From: Alex Stillwell <alexstillw...@talktalk.net>
Subject: [lace] Lace patterns
To: lace@arachne.com
Date: Friday, 4 March, 2011, 17:56


Dear Arachnids

I always worry about the modern trend of making lace fillowing route map
charts.  This is only another form of  'making lace by numbers'. A true
lacemaker is able to 'read a pricking', i.e. be able to look at a pricking
and
interpret what to do by looking at the relationship between the pinholes and
also to have some idea of the characteristics of the lace so as to be able to
judge when to use cloth rather than half stitch and interpret which filling
to
use from the pinholes.

I was teaching lacemaking before Pam Nottingham's first book came out and I
have always taught techniques rather than patterns. One of my students who,
much to my dismay, had taken to working from route maps attended one of Pam's
weekends and returned somewhat disgruntled. Pam had refused to teach her
Floral Bucks until she could work from a geometrical Bucks pricking without
any other information; the fact that she was following one of Pam's patterns
did not help her.
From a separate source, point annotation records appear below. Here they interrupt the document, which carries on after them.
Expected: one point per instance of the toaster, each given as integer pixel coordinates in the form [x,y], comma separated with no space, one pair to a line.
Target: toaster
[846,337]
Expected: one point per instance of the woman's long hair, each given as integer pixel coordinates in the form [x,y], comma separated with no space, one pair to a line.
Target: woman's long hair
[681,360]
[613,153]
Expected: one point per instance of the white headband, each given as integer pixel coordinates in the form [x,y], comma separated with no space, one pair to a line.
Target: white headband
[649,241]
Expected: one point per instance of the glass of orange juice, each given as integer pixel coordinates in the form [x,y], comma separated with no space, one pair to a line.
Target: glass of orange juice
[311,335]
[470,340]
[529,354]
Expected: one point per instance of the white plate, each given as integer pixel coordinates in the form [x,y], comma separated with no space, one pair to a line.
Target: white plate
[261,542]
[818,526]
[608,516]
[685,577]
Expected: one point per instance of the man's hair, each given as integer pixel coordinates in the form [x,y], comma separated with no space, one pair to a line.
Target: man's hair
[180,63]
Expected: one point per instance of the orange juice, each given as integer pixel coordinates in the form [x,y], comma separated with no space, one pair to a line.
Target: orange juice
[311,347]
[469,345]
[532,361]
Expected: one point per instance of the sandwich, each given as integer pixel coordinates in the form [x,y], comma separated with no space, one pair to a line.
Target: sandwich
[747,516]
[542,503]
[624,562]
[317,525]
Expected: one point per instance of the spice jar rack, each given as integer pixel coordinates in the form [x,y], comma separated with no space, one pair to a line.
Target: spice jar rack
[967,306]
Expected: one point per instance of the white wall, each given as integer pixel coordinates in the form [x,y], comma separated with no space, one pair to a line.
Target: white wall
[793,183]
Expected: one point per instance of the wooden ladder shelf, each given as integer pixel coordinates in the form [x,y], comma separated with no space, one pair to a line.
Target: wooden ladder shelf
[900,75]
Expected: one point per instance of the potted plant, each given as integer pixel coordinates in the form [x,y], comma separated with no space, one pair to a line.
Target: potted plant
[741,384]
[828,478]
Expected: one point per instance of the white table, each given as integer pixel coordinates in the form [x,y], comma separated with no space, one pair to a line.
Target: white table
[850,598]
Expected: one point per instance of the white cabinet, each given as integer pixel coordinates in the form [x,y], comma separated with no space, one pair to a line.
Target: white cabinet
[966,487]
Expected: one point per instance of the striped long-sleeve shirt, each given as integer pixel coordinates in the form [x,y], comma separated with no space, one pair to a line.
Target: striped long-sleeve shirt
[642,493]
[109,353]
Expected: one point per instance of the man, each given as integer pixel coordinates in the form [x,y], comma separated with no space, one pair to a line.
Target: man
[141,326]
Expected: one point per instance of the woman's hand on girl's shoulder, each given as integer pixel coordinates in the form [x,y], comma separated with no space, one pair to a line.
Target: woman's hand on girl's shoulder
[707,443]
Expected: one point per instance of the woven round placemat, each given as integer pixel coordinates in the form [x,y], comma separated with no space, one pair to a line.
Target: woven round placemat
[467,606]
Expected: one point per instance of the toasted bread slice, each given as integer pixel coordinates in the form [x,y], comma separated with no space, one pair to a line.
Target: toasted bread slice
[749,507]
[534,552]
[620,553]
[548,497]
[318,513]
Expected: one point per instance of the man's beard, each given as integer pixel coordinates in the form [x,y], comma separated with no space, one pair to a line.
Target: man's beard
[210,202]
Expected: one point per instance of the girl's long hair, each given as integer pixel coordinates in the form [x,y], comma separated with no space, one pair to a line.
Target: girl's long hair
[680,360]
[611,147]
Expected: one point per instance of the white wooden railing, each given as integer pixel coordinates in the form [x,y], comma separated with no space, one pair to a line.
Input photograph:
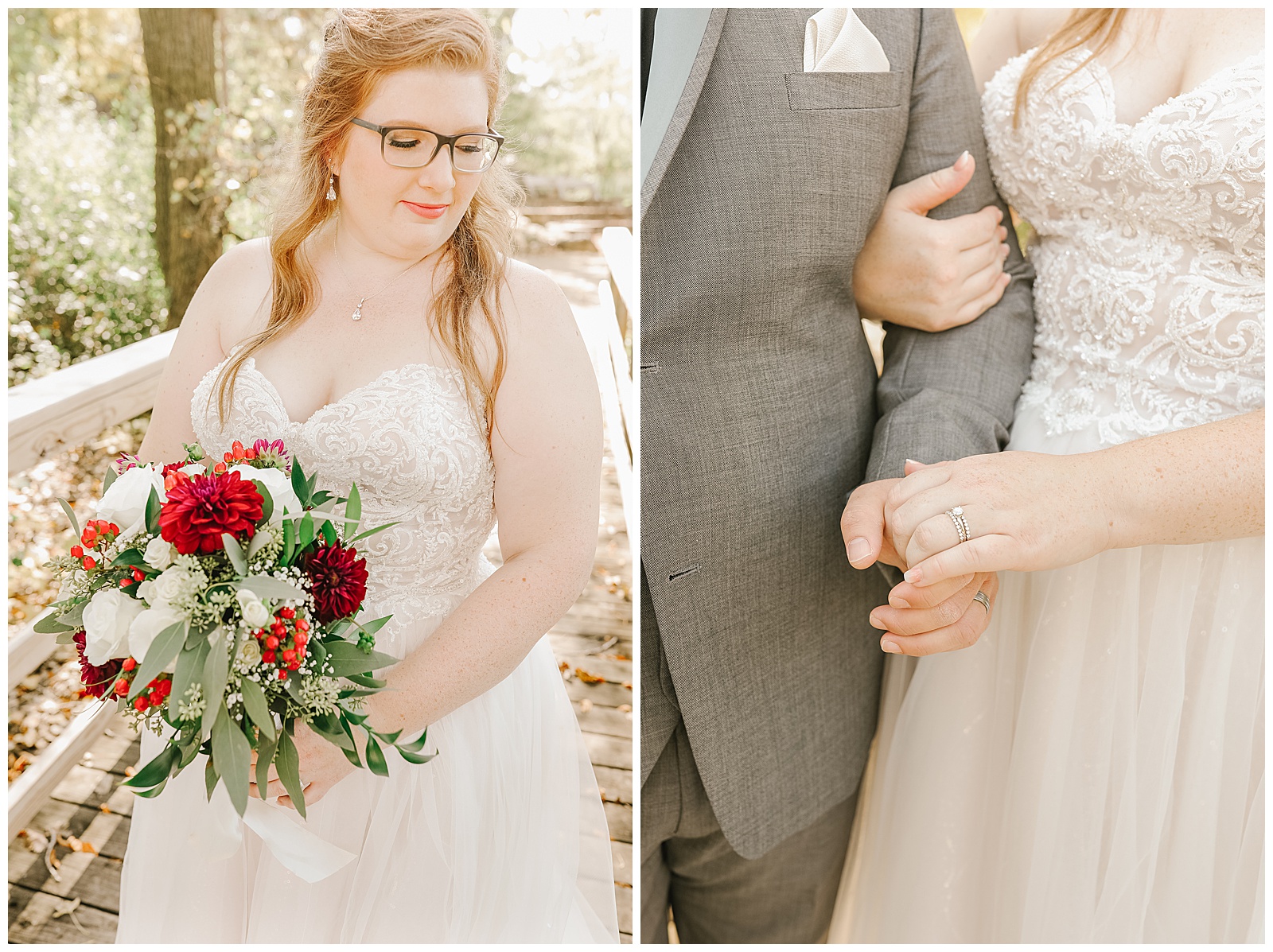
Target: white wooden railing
[69,407]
I was delighted that she then started working on reading
prickings.

Route maps are fine if you wish to make a complicated piece without the
possibily of getting any help, but try to understand the resons for using
particular techniques and bear in mind that many route maps only show one of
many different ways of working the pricking, that there may be different
interpretations and that many route maps can be improved on.

I wish more would become true lacemakers and read their prickings, rather
than
make lace by numbers. Understanding prickings is also essential before you
can
design and drafting your own prickings.